Eadræd ‘of Marston’ (Som.), fl. 1066
Male
DWP
4 of 5

Name

Eadræd
Eadræd 38
Eadræd 40

Summary

Eadræd 39 was a minor thegn who held a small estate in south-east Somerset TRE assessed at 1 hide and with a value of £2.

Profile

Eadræd 39’s small TRE estate was one of several at Marston Magna, where the road between Yeovil and Queen Camel crosses a tributary of the river Yeo in south-east Somerset, that had passed to Robert 9, count of Mortain, by 1086.  DB does not name the TRE holders, referring to them only as ‘four thegns’, but the corresponding Exon entry (278b3) names them as Leofrun 11, Eadræd, Sæweard and Sæweard’s mother.
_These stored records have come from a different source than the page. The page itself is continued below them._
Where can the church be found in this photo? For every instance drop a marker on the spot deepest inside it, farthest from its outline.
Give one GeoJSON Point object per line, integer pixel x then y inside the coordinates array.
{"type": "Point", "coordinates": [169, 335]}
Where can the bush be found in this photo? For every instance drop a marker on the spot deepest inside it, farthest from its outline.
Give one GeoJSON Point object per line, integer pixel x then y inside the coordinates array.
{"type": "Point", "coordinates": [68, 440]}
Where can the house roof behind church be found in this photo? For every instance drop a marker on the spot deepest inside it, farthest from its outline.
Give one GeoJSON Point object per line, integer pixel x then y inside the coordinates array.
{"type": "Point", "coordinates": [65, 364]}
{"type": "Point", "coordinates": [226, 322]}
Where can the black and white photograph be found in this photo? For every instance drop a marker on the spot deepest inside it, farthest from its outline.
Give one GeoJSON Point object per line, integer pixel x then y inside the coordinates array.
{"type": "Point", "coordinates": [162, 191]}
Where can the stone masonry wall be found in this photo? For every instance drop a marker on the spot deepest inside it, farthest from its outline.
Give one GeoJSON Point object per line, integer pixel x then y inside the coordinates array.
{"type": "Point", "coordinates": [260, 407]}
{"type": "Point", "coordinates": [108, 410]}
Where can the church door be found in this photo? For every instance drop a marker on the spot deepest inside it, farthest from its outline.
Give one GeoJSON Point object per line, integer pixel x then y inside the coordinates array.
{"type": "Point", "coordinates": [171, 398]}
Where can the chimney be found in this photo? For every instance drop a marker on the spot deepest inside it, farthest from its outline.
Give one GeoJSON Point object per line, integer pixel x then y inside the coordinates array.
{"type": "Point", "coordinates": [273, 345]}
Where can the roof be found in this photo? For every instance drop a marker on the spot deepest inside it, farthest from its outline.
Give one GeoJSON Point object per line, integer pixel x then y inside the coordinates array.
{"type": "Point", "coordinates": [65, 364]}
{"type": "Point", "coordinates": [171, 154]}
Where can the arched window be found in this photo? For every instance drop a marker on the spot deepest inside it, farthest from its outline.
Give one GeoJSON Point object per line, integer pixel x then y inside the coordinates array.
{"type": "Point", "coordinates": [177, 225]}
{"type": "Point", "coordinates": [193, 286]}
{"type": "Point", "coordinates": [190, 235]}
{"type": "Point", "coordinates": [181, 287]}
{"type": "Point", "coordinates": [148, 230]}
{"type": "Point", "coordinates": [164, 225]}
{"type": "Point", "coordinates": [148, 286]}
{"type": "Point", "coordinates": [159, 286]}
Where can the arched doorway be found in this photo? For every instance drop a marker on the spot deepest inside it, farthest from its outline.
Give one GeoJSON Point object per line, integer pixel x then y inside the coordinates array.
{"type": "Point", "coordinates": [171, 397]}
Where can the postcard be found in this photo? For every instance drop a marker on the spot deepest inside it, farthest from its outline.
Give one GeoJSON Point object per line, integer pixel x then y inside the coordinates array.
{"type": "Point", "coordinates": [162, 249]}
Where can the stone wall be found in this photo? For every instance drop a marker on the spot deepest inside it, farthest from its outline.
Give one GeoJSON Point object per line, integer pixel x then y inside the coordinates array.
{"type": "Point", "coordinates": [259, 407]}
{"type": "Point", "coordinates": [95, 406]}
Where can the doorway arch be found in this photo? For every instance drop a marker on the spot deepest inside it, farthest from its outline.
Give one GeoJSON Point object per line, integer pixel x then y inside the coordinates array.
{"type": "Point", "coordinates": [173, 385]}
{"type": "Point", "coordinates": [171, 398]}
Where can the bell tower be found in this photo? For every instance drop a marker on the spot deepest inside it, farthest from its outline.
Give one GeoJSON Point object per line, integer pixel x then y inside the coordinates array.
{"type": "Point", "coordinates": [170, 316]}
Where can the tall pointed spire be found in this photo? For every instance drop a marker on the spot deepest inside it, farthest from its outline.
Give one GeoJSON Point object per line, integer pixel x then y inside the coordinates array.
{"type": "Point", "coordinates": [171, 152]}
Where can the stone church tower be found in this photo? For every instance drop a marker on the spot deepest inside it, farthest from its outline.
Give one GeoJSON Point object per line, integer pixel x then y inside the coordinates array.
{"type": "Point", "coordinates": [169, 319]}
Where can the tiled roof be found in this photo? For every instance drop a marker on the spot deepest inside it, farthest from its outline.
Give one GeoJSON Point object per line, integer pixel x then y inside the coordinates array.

Exon also records the hideage that each held TRE (namely 3 hides for Leofrun, 1 hide for Eadræd and 1 hide shared by Sæweard and his mother) and notes that they had held in parage.  However, an entry in TO (523a5) provides the further detail that the 2 hides ‘which two thegns held in parage TRE’ had been added to the land held by Leofrun.  Land held ‘in parage’ was usually impartible land held between co-heirs and so the TO entry implies that there was a familial link between Eadræd and Sæweard and his mother, although the wording need not indicate a similar relationship with Leofrun.

Marston Magna is only 23 miles from Bishopstrow in south-west Wiltshire, where Eadræd 38 held 7 hides TRE.  Given the large size of Eadræd 38’s estate this is close enough that the two estates could have been held by one and the same man.  However, Eadræd was a relatively common name and Bishopstrow and Marston passed to different successors, so without better evidence it must remain more likely than not that Eadræd 38 and Eadræd 39 were also different men.

Marston Magna is also about 26 miles away from the TRE estate of Eadræd 40 in west Somerset; but both estates were fairly small and passed to different post-Conquest successors, so here too it is unlikely that they were held by the same person.